“Não há um mapa para a construção de masculinidades saudáveis e cuidadoras. Como não há um mapa, estes jovens regulam-se por mapas antigos e o que resulta disso é uma frustração por não conseguir alcançar tudo aquilo que os mapas antigos ditavam – ser provedor, ter uma esposa, ser bem-sucedido”, nota a investigadora Tatiana Moura, que coordena o observatório em conjunto com Rosa Monteiro.

Num momento em que é “palpável” a frustração dos homens e do crescimento de fenómenos nas redes sociais de figuras como Andrew Tate ou Jordan B. Peterson que promovem uma ideia de “masculinidade dominante”, para Tatiana Moura é fundamental criarem-se ferramentas que permitam promover “masculinidades saudáveis”.
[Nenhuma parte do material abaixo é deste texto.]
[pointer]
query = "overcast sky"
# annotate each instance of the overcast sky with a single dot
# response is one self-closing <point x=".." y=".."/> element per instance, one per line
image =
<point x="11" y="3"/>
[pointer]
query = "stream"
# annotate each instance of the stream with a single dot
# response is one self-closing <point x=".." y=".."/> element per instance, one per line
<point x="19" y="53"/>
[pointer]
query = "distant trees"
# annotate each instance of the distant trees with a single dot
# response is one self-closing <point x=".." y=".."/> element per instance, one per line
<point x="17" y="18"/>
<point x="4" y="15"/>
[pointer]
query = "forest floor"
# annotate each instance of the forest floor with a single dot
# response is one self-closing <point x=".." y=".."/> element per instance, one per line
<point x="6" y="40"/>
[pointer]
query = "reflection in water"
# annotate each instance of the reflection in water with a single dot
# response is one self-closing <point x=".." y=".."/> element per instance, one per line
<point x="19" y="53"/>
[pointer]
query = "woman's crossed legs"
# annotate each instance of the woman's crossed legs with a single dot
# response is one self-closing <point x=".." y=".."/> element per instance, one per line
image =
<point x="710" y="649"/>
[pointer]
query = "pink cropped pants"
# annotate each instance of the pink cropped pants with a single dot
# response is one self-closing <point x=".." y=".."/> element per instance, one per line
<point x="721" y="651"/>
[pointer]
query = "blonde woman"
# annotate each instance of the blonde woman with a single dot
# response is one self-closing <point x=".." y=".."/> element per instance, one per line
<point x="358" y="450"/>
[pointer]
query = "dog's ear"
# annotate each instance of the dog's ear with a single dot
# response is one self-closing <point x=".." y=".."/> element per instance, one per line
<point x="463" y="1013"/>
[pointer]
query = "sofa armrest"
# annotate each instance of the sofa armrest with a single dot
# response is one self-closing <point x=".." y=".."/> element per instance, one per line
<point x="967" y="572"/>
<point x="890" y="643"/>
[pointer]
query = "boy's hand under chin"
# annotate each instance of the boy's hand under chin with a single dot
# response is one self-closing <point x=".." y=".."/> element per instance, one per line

Segundo a investigadora, esse tipo de masculinidades promove “um homem equitativo, que acredita na igualdade, respeitador e empático, que se auto cuida, que cresce habituado a expressar os seus sentimentos”.

Neste momento, nota Tatania Moura, há mais homens a morrer por mortes preveníveis, têm uma maior taxa de suicídio em comparação com as mulheres, e assumem-se “revoltados” e “deprimidos” pela possibilidade de perda de privilégios a que estavam habituados.

Para isso, o Observatório, formalmente constituído há cerca de um ano, e que vai ser apresentado a 30 e 31 de outubro, aquando de um curso de formação avançada sobre a construção social das masculinidades, pretende agregar conhecimento científico resultante da investigação na área e monitorizar as políticas e ações que possam ser transformadoras naquele domínio.

Nesse sentido, esta nova estrutura pretende trabalhar junto de profissionais de educação e da saúde para promover masculinidades saudáveis, cujo trabalho tem de ser iniciado de forma precoce.

“Entre os três e os cinco anos é quando as crianças estão a definir os estereótipos e aos cinco anos já estão absolutamente marcadas. Há um estudo, com quatro mil crianças, que conclui que os meninos já sabem o que não podem fazer: não podem chorar e não podem mostrar sensibilidade”, realçou Tatiana Moura.

Segundo a investigadora, a sociedade tem conseguido “explicar às meninas que conseguem ser o que quiserem”, mas, ao mesmo tempo, tem-se fracassado “em dizer aos meninos que eles também podem ser o que quiserem, que podem chorar, ser sensíveis e que devem cuidar”, notando que os profissionais de educação têm muito interesse na matéria, mas pouco material e formação na área.

Tatiana Moura recorda um inquérito realizado num projeto de investigação recente do CES em que se perguntou aos pais quais eram as qualidades que consideravam que a sociedade valorizava no filho (rapaz).

"No cimo, o sucesso profissional, os estudos, e, em último, a empatia”, constatou.

Sobre a necessidade de intervenção precoce, Tatiana Moura realça ainda a mudança abrupta que acontece entre o jardim-de-infância e a escola primária.

“Até aos cinco anos, as crianças brincam entre elas, abraçam-se, manifestam sentimentos e emoções. Aos seis, há um corte abrupto, estão sentados numa cadeira com mesa à frente e parece que deixa de ser permitida a transmissão de afeto e, no recreio, a parte central do espaço público é ocupada por meninos a jogar à bola e as meninas ficam num cantinho”, refere.

O Observatório das Masculinidades (que terá um ‘site’ disponível a partir de dia 30 de outubro), irá disponibilizar recursos, promover debates sobre o tema, comunicar o conhecimento que vai saindo dos vários projetos de investigação sobre o assunto, assim como recomendar a alteração de políticas públicas e monitorizar aquelas que estão a ser implementadas.